Wednesday Words: Tuna Scrape, Slow Jams and More

NewsFeed’s weekly highlight of our vocabulary includes useful, new, hilarious and surprising words (as well as some that are just fun to roll off the old tongue).

  • Share
  • Read Later
David McGlynn

tuna scrape (n.): the meat left on the tuna’s spine after the fillets have been removed. It has to be scraped off, hence the name, and looks like a ground product. Also called “nakaochi scrape,” it was recently linked to a salmonella outbreak. Given the unflattering headlines and the unglamorous nature of spooning meat off a backbone, tuna scrape has drawn comparisons to “pink slime,” the most notorious meat product since Soylent Green. But this fishy stuff isn’t highly processed or spritzed with ammonia; one foodie book even calls nakaochi a “delicacy.”

slacks (n.): men or women’s trousers for informal wear; also the word the New Yorker staff wants eliminated from the English language. In an inaugural Twitter-based game, they asked for chopping-block proposals and settled on slacks as a means of updating the language of everyday fashion. (The Oxford English Dictionary, discerning compendium that it is, never even included slacks in its pages.) Literally was also an un-favorite, though it’s probably easier for people to just use that word when they mean that something is actually, exactly, factually such rather than metaphorically. As in, no, you literally did not literally lose your mind.

(LIST: All-TIME 100 Fashion Icons)

robo-grader (n.): computer software that can grade thousands of times faster than humans and, according to some studies, with similar accuracy; when grading essays, also called robo-readers. Researchers from the University of Akron took 22,000 student essays and compared robo-grader scores to human scores. The results were incredibly, terrifyingly similar. The only comfort is that the automatons will, presumably, need to keep humans around to generate these flawed scribblings.

hispander (v.): in politics, to pander to Hispanics. As the general election revs up and the candidates go after crucial voting blocs, readers will be seeing more of this fusion word, as in a recent column and a column about that column, in which the writer expresses her disgust at politicians promising citizens “el mundo” every four years.

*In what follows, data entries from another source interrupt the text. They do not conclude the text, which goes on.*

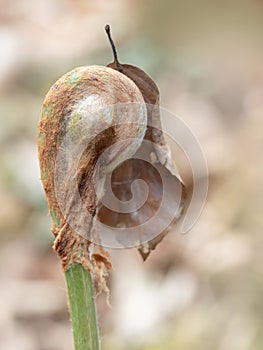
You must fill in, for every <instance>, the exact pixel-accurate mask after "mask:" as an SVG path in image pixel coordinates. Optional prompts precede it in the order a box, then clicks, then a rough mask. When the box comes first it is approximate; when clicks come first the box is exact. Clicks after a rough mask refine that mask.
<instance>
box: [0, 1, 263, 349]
mask: <svg viewBox="0 0 263 350" xmlns="http://www.w3.org/2000/svg"><path fill="white" fill-rule="evenodd" d="M0 8H1V12H0V48H1V52H0V94H1V95H0V116H1V127H0V147H1V152H0V201H1V206H0V285H1V288H0V300H1V312H0V348H1V349H8V350H12V349H19V350H70V349H71V350H72V349H73V345H72V344H73V340H72V334H71V330H70V327H71V326H70V321H69V314H68V310H67V299H66V288H65V282H64V276H63V274H62V271H61V268H60V262H59V260H58V258H57V257H56V255H55V253H54V252H53V251H52V248H51V247H52V242H53V237H52V234H51V232H50V218H49V216H48V208H47V205H46V201H45V197H44V193H43V190H42V186H41V183H40V175H39V170H38V161H37V146H36V143H37V123H38V116H39V113H40V108H41V104H42V101H43V99H44V96H45V94H46V92H47V91H48V89H49V87H50V86H51V85H52V84H53V83H54V81H56V80H57V78H58V77H60V76H61V75H62V74H64V73H65V72H67V71H69V70H71V69H72V68H74V67H76V66H82V65H91V64H101V65H106V64H107V63H109V62H111V61H112V53H111V50H110V47H109V44H108V41H107V38H106V35H105V33H104V26H105V24H107V23H109V24H110V25H111V27H112V33H113V36H114V39H115V42H116V45H117V47H118V53H119V58H120V61H121V62H123V63H130V64H133V65H136V66H139V67H140V68H142V69H144V70H145V71H146V72H147V73H148V74H149V75H150V76H151V77H152V78H153V79H154V80H155V82H156V83H157V85H158V86H159V89H160V93H161V106H162V107H164V108H166V109H168V110H170V111H171V112H173V113H174V114H177V115H178V116H180V117H181V118H182V119H183V120H184V121H185V122H186V123H187V125H188V126H189V127H190V128H191V129H192V131H193V133H194V134H195V135H196V136H197V137H198V139H199V141H200V143H201V145H202V148H203V150H204V154H205V156H206V158H207V161H208V166H209V174H210V188H209V194H208V199H207V203H206V207H205V209H204V212H203V214H202V216H201V217H200V219H199V221H198V222H197V224H196V225H195V226H194V228H193V229H192V230H191V232H189V233H188V234H187V235H184V236H181V235H178V234H177V233H176V230H175V231H173V232H170V234H169V235H168V236H167V237H166V238H165V240H164V241H163V242H162V243H161V244H160V245H159V246H158V248H157V250H156V251H155V252H153V254H152V256H151V257H150V258H149V260H148V261H147V262H146V263H142V261H141V259H140V257H139V255H138V254H137V252H136V251H134V250H125V251H124V250H123V251H111V254H112V260H113V266H114V269H113V271H112V272H111V274H110V276H109V285H110V289H111V306H112V307H111V308H109V307H108V305H107V303H106V301H105V299H106V297H105V295H102V296H100V297H98V299H97V304H98V305H97V306H98V313H99V324H100V330H101V337H102V349H103V350H104V349H105V350H127V349H129V350H163V349H165V350H175V349H187V350H192V349H194V350H199V349H200V350H233V349H236V350H248V349H249V350H262V348H263V326H262V325H263V301H262V295H263V282H262V281H263V254H262V250H263V237H262V232H263V215H262V209H263V200H262V199H263V183H262V177H263V175H262V174H263V162H262V151H263V135H262V134H263V131H262V130H263V65H262V62H263V41H262V34H263V2H262V1H260V0H250V1H248V0H247V1H245V0H239V1H237V0H236V1H234V0H230V1H221V2H213V1H208V0H206V1H205V0H201V1H189V0H187V1H183V0H181V1H172V0H166V1H150V0H149V1H145V0H143V1H138V0H137V1H136V0H123V1H121V0H116V1H112V2H107V1H102V0H98V1H96V2H94V1H91V0H89V1H84V0H75V1H74V0H71V1H70V0H67V1H62V0H53V1H51V0H47V1H45V2H44V1H38V0H37V1H33V0H27V1H26V0H21V1H19V2H18V1H13V2H11V1H5V0H0ZM173 151H174V153H175V161H176V164H177V166H178V168H179V170H180V173H181V175H182V177H183V179H185V182H186V183H187V184H190V183H191V172H190V168H189V165H187V163H186V162H184V160H183V159H182V161H180V157H179V156H178V158H176V150H173Z"/></svg>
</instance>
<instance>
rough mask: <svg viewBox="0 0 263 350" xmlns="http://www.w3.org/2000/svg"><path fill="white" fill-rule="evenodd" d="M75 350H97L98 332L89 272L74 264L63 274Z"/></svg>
mask: <svg viewBox="0 0 263 350" xmlns="http://www.w3.org/2000/svg"><path fill="white" fill-rule="evenodd" d="M65 275H66V281H67V287H68V295H69V303H70V314H71V322H72V328H73V336H74V343H75V350H99V349H100V343H99V332H98V324H97V316H96V306H95V301H94V294H93V286H92V279H91V275H90V272H88V271H87V270H85V269H84V268H83V266H82V265H81V264H79V263H74V264H73V265H72V266H71V267H70V268H69V269H68V270H67V271H66V273H65Z"/></svg>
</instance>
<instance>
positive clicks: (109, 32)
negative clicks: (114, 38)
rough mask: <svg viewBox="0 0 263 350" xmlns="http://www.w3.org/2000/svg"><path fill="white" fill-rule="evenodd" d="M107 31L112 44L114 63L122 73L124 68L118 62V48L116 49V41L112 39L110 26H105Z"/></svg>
mask: <svg viewBox="0 0 263 350" xmlns="http://www.w3.org/2000/svg"><path fill="white" fill-rule="evenodd" d="M105 31H106V33H107V35H108V38H109V42H110V44H111V48H112V52H113V57H114V62H115V63H116V64H117V66H118V70H119V71H122V66H121V64H120V62H119V60H118V56H117V51H116V47H115V44H114V41H113V40H112V37H111V32H110V26H109V25H108V24H106V26H105Z"/></svg>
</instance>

granny nav (n.): a vehicle navigation system specifically designed to help the elderly drive safely. In the United Kingdom, researchers are developing a new nav system as part of a $19 million program aimed at keeping granny in her lane and on the road. Most of the details will be divulged in June; for now we know that the system uses pictures of things like mailboxes as “visual turning cues.” And we can only hope that they’re still considering names for the product. We propose sticking with GPS: Geriatric Positioning System.

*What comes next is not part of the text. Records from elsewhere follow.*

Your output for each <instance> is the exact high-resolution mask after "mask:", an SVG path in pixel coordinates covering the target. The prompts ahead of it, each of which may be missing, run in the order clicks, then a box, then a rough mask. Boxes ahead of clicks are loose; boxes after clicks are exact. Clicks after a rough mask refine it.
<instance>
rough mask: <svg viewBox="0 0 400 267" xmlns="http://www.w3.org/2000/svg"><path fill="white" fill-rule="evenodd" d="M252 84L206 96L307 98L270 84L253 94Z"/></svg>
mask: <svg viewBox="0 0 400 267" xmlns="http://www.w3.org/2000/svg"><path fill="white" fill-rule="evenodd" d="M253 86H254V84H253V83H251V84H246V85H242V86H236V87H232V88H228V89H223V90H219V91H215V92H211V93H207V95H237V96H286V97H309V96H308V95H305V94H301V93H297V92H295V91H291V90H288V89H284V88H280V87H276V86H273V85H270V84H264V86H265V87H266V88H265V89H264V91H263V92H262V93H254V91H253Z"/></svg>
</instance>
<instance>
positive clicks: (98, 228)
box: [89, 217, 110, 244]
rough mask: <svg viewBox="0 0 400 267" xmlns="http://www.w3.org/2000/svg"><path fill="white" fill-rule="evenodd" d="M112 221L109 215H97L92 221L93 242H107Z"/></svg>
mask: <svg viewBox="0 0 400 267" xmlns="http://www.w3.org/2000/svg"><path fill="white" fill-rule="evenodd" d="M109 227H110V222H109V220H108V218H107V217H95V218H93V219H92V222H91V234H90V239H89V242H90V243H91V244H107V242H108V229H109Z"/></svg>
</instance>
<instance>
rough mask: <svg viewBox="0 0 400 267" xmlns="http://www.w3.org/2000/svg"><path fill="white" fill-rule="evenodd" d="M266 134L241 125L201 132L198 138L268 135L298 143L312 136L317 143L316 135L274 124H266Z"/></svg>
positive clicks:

slow jam (v.): to take part in performing down-tempo, R&B-influenced music, often with emotional lyrics and deep-voiced, spoken interludes. President Obama, who has been making the rounds with his presidential vocal stylings, went on Jimmy Fallon’s Late Night show this week and “slow jammed” his message on student loans. A bold choice, but one that worked well for the man Fallon called “The Preezie of the United Steezie.” Fo sheezie.